Она широко улыбается. — Спасибо! Это всего на пару часов.

К ней наклоняется Марк и что-то шепчет на ухо.

— Вообще-то на три часа, если можно, — смущенно добавляет она.

— Без проблем!

***

София приносит уснувшего Максима в нашу комнату и кладет на кровать, в то время как Марк и Паша направляются в соседнюю, чтобы принести его вещи. Когда они прощаются, кажется, что София может заплакать, глядя на сына, но в конце концов они уходят.

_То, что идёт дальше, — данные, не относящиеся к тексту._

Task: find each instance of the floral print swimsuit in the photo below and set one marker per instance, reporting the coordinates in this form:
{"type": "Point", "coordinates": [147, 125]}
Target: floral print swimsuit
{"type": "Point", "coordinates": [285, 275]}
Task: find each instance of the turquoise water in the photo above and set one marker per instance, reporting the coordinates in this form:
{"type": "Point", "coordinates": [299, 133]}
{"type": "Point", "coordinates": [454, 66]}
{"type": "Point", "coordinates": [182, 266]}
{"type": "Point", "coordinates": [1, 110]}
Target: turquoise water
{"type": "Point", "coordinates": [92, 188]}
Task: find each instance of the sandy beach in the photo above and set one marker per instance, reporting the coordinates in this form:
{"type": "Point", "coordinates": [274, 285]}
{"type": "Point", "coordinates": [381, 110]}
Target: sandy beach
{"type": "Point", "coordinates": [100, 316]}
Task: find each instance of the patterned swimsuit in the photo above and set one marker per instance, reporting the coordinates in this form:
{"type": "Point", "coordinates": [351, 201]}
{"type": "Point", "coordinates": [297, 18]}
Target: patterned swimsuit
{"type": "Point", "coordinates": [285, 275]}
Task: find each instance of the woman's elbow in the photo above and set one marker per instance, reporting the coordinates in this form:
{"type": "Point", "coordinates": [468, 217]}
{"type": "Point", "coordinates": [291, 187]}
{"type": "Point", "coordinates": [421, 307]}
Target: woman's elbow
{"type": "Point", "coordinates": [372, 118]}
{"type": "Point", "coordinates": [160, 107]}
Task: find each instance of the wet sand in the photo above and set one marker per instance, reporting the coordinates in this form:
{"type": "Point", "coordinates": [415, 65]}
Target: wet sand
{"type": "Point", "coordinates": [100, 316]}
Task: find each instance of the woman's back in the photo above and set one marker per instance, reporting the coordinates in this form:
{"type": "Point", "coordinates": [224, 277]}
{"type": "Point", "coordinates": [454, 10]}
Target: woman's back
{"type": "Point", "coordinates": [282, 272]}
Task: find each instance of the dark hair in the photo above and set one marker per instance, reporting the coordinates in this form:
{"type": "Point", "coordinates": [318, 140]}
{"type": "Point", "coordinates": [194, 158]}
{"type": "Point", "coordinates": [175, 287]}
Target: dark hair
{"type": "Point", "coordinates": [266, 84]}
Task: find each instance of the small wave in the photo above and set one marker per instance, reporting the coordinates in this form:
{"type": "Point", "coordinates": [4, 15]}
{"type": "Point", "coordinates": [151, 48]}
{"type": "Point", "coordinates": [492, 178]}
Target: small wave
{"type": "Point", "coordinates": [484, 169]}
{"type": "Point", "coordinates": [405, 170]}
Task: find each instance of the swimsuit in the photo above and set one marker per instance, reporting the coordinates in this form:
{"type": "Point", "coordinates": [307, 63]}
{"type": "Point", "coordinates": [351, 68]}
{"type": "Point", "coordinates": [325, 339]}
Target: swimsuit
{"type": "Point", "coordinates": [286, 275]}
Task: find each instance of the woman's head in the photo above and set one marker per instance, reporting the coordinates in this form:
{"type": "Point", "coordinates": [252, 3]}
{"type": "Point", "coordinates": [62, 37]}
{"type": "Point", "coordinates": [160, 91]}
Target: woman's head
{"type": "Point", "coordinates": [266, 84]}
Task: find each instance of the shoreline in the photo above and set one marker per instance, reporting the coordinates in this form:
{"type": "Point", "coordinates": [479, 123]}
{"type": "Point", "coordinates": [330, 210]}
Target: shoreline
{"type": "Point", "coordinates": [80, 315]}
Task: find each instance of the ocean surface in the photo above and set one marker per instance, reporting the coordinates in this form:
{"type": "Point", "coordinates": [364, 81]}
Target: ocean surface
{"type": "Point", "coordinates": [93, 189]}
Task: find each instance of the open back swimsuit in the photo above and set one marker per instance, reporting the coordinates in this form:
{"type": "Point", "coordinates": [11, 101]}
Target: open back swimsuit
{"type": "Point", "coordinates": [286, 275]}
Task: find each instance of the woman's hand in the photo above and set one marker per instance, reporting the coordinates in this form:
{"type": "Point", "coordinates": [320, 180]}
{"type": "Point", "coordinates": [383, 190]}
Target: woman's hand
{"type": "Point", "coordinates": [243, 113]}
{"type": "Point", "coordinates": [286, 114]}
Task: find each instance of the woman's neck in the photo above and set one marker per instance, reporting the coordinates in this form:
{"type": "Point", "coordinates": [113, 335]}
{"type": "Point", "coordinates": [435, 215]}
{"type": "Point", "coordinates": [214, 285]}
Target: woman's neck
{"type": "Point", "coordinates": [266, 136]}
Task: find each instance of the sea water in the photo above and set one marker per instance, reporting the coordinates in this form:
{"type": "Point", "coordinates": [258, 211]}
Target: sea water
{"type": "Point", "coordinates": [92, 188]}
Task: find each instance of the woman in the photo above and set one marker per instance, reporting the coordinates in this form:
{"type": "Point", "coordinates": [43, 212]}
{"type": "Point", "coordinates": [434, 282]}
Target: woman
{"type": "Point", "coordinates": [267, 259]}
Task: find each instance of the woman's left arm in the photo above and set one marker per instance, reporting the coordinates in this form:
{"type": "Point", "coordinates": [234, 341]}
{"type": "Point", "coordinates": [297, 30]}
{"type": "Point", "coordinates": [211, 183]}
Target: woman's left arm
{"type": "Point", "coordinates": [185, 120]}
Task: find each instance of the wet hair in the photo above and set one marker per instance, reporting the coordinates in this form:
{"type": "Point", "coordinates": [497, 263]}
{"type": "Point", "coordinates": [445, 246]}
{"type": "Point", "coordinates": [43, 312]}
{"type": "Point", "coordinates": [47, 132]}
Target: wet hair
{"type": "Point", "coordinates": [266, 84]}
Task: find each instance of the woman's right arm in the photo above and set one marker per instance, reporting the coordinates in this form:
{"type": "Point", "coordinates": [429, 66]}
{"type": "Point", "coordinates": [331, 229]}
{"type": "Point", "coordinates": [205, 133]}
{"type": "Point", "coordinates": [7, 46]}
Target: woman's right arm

Паша подходит к малышу и подтыкает ему одеяльце привычным жестом.

— Паш, ты хочешь детей?

Он резко поднимает на меня голову и делает большой шаг назад от кровати.

— Дети, Паша. Ты хочешь их?

Его глаза мечутся между мной и Максимом.

‍​‌‌​​‌‌‌​​‌​‌‌​‌​​​‌​‌‌‌​‌‌​​​‌‌​​‌‌​‌​‌​​​‌​‌‌‍- Это… решающий фактор в отношениях? Это то, что может все закончить?

Я на пару секунд задумываюсь, прежде чем ответить, но точно уверена в своем ответе. — Да. Это так.

— Господи, Настя, — он начинает мерить шагами комнату, проводя обеими руками по волосам. — мы только начали. Разве мы не должны обсуждать это через несколько месяцев или даже через несколько лет?

— Моя позиция не изменится.

Пока Паша пытается сказать мне правду или сказать то, что, по его мнению, я хочу услышать, я снова смотрю на Максима. Его крошечные глазки закрыты, а ресницы трепещут на пухлых щечках.

— Нет, — выплевывает Паша так громко, что Максим вздрагивает.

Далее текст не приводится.